Complete Eradication of Head Lice
Removal of nits is an important component of effective lice eradication. Biochemical analysis has revealed that the nit sheath of the head louse is similar in composition to amyloid, rendering it difficult to design products that will unravel the nit sheath while leaving human hair undamaged.39 Because pediculicides are not necessarily ovicidal and complete physical nit removal is difficult to achieve, re-treatment in 7 to 10 days often is advisable to ensure that lice in all stages of the life cycle have been killed.4 Treatment of any secondary bacterial infection also is important. Although transmission of lice via fomites is less likely than from head-to-head contact, the cleaning of hats, hairbrushes, and linens is prudent. Diagnosing and treating infested close contacts also is essential to achieving eradication.4 Coordinated surveillance, education, and treatment efforts in high-risk communities can help detect asymptomatic cases and control local epidemics in a cost-effective manner.40 However, “no nit” policies at schools likely cause a net harm, as nit removal is difficult and children with nonviable nits are then excluded from the classroom.5

Treatment Resistance
Resistance to topical neurotoxic treatments is becoming increasingly common.41-43 Therefore, it is important to identify local patterns of resistance, if possible, when selecting a therapy for head lice.

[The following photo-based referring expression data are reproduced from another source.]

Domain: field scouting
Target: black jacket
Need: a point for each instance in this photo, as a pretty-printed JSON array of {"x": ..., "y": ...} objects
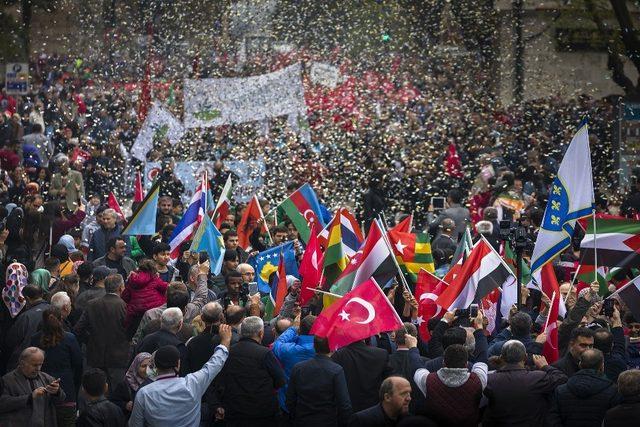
[
  {"x": 317, "y": 394},
  {"x": 518, "y": 397},
  {"x": 583, "y": 400},
  {"x": 160, "y": 338},
  {"x": 365, "y": 368},
  {"x": 620, "y": 415},
  {"x": 249, "y": 380},
  {"x": 372, "y": 417},
  {"x": 567, "y": 364},
  {"x": 101, "y": 413},
  {"x": 101, "y": 327}
]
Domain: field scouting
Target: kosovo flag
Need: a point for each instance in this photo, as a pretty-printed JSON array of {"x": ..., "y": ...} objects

Improper usage, changes in pediculicide formulations and packaging, decreased product efficacy, and natural selection have all contributed to this rise in resistance.7 Additionally, due to protection from multiple exoskeletons and the natural molting process as they mature into adults, nymphs may only receive a sublethal dose when exposed to pediculicides, contributing further to resistance.7 Resistance to synthetic pyrethroids is most predominant, likely due to selection pressure because permethrin historically has been the most widely used insecticide for pediculosis. A 2014 study found that the frequency of sodium-channel insensitivity to pyrethroids, also known as knockdown resistance (or kdr), in US head louse populations collected over a 10-year period was 84.4% and approached 100% in some communities in recent years.44 This evidence strongly supports the use of alternative therapeutic categories to effectively eradicate head lice infestations.

Conclusion

Head lice infestation is common in children, and although it is not harmful to the host, it can be an irritating and symptomatic problem and can lead to notable distress, missed days of school, and secondary infections. Identifying active adult lice is the gold standard for diagnosis. Current recommended treatments include pyrethroids as the first-line therapy; however, resistance to these neurotoxic agents is becoming increasingly common. Alternative therapies such as newer neurotoxic agents or pediculicides with physical mechanisms of action (eg, dimethicone-based products) should be considered, particularly in regions where resistance is known to be high. Education about head lice, proper use of treatment, and coordinated diagnosis are necessary for effective management of this problem.